Mais ce n’est que la moitié. Moody’s a basé ses prévisions sur le plan de longue date de Trump visant à imposer des droits de douane de 10 pour cent sur toutes les importations et de 60 pour cent sur les marchandises en provenance de Chine. C’est déjà assez cher. La famille moyenne paierait 1 700 dollars de plus par an pour des prix plus élevés, selon le Peterson Institute for International Economics. Une porte-parole républicaine a insisté sur le fait qu’il s’agissait d’une fausse nouvelle : « L’idée selon laquelle les droits de douane constituent une taxe sur les consommateurs américains est un mensonge poussé par les sous-traitants et le Parti communiste chinois », a-t-elle déclaré. Les Républicains ont bouclé la boucle. Il est désormais communiste de plaider en faveur du commerce.

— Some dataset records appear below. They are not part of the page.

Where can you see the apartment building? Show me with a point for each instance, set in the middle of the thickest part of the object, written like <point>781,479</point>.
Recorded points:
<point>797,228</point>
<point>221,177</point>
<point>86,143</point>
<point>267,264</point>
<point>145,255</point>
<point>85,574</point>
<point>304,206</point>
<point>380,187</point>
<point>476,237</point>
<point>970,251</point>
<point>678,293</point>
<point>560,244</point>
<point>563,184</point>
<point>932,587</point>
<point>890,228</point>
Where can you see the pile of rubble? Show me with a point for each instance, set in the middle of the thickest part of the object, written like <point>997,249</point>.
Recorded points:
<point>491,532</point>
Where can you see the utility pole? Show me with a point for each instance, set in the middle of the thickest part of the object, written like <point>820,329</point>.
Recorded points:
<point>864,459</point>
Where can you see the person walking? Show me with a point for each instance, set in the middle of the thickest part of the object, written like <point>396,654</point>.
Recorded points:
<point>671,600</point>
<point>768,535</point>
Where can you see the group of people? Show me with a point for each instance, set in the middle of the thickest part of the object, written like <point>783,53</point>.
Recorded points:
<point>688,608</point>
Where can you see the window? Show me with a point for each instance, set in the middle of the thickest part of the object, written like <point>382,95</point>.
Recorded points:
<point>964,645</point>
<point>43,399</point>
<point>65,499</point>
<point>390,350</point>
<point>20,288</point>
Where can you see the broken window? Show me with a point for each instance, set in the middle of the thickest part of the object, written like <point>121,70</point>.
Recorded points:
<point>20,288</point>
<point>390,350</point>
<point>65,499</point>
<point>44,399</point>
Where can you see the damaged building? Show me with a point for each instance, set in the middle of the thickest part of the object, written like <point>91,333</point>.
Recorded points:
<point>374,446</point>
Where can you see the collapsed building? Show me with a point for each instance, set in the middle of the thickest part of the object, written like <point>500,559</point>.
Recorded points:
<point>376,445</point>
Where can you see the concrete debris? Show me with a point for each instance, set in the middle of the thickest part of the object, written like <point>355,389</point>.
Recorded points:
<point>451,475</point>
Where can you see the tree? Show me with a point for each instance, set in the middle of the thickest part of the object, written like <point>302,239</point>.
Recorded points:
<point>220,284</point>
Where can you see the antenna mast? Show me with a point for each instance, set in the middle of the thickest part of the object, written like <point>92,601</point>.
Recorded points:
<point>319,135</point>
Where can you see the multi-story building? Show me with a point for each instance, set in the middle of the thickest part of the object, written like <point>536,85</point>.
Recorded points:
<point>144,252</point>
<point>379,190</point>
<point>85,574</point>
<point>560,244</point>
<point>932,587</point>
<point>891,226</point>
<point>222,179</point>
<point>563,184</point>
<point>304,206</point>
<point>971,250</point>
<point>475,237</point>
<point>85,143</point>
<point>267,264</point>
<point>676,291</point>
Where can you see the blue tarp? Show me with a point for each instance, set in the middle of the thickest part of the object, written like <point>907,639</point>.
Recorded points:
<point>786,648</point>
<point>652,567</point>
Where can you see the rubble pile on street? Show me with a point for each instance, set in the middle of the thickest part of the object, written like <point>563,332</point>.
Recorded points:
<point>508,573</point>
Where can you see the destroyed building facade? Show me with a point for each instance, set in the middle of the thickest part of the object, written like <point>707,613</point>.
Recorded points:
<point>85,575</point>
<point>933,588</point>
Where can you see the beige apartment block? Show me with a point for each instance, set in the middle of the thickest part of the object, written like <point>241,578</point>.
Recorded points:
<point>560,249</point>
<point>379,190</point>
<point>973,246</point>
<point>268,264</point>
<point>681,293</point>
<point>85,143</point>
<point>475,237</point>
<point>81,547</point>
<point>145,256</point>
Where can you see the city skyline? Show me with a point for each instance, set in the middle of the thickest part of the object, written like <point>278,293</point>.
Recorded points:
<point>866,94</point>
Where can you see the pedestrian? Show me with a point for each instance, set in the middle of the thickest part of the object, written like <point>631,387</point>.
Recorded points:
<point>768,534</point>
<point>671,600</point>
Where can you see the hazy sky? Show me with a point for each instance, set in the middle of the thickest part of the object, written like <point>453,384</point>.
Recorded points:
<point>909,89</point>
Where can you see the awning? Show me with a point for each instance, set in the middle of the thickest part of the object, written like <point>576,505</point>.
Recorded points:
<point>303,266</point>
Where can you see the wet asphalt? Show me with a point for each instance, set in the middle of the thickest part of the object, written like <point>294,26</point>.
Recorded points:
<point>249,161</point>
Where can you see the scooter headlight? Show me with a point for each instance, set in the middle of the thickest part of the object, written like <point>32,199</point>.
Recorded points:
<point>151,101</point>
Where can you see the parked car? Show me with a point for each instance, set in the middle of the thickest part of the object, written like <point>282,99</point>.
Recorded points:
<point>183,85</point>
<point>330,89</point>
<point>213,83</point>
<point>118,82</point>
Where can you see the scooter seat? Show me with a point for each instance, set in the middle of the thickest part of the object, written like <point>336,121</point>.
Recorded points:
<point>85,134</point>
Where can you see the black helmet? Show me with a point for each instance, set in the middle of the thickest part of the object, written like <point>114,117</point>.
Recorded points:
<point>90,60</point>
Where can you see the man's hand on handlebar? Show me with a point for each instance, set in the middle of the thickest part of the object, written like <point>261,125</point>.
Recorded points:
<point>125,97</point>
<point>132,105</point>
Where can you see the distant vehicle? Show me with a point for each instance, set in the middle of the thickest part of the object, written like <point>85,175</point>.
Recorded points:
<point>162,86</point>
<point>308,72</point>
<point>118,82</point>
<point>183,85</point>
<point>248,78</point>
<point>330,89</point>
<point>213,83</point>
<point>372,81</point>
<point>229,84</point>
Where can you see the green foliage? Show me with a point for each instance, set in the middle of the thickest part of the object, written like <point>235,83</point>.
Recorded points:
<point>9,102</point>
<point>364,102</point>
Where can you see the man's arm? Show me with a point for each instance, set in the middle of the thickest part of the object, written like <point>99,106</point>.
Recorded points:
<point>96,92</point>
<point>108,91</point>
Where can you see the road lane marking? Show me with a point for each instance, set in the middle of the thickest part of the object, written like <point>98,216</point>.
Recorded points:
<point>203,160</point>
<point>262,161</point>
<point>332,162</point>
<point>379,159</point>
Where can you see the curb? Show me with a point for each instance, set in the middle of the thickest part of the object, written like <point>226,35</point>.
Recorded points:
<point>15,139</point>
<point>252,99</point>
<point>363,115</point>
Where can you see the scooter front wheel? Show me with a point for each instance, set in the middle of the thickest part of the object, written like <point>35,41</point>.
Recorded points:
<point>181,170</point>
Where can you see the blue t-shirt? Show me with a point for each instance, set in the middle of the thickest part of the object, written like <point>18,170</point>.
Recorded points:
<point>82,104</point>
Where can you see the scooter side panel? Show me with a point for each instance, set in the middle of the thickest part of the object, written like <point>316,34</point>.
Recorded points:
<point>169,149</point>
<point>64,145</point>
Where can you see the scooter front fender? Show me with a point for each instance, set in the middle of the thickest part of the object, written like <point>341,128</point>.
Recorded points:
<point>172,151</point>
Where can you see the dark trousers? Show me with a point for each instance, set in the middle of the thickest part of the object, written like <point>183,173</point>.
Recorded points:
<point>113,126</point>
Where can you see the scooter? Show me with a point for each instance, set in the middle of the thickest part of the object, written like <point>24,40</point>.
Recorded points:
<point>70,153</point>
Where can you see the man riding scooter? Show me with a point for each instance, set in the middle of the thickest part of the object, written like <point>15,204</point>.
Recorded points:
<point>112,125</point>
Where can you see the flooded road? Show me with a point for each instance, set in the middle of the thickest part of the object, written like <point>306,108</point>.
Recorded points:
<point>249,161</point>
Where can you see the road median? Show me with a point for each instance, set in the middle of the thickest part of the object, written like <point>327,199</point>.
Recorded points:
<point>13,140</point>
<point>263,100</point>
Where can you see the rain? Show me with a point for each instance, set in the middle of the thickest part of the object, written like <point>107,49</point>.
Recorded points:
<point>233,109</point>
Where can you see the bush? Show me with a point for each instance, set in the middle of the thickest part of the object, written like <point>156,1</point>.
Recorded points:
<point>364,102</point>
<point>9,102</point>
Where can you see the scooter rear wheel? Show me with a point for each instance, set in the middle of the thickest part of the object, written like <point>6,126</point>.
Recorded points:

Les démocrates ne sont pas en reste. Les deux grands points de consensus aux États-Unis d’aujourd’hui sont que la mondialisation est toxique et que l’Amérique est en compétition avec la Chine dans une situation à somme nulle. C’est en partie ce qui empêche Biden de s’attaquer de front aux projets de guerre commerciale de Trump. Mais Trump ne cesse de lui faciliter la tâche. Plus tôt ce mois-ci, l’ancien président a présenté une « politique de tous les tarifs » dans laquelle les droits d’importation remplaceraient entièrement l’impôt sur le revenu.

Il est impossible de parvenir à un tarif optimal qui pourrait compenser la suppression des recettes fiscales. Plus le taux est élevé, plus les échanges commerciaux sont perturbés. Ce serait comme un chien qui court après sa propre queue. Les coûts économiques d’un retour à une politique budgétaire du XIXe siècle pèseraient considérablement sur les cols bleus et leurs familles – le type de personnes qui se tournent de plus en plus vers Trump. Les bénéficiaires seraient les riches, qui consacrent une part bien inférieure de leurs revenus aux biens. Une étude de Moody’s à ce sujet prédirait sûrement une dépression.

Au dernier plan de Trump devrait être ajouté le « découplage complet » avec la Chine que préconise Robert Lighthizer, l’ancien représentant commercial de Trump et son prochain secrétaire au Trésor. Il y a aussi le projet très médiatisé de Trump de remplacer Jay Powell à la présidence de la Réserve fédérale américaine. Tout cela se traduit par des coûts d’emprunt plus élevés, une inflation galopante et un virage décisif vers la démondialisation. En bref, Trump présente une cible de plus en plus grande à Biden. Le président américain pourrait viser jeudi soir le premier débat présidentiel entre les deux hommes.

La question se pose de savoir ce que signifierait un second mandat de Biden pour l’économie mondiale. Le président américain n’a pas encore clairement expliqué la différence entre la « réduction des risques » et le « découplage ». C’est parce qu’il est très difficile de tracer une limite. Si l’excédent commercial chinois peut théoriquement être investi dans sa machine de guerre grandissante, alors pourquoi s’arrêter aux semi-conducteurs et à la technologie de l’intelligence artificielle ? Tant que Biden ne pourra pas définir des paramètres plus précis, il sera difficile de parvenir à une position commune avec l’UE sur la Chine.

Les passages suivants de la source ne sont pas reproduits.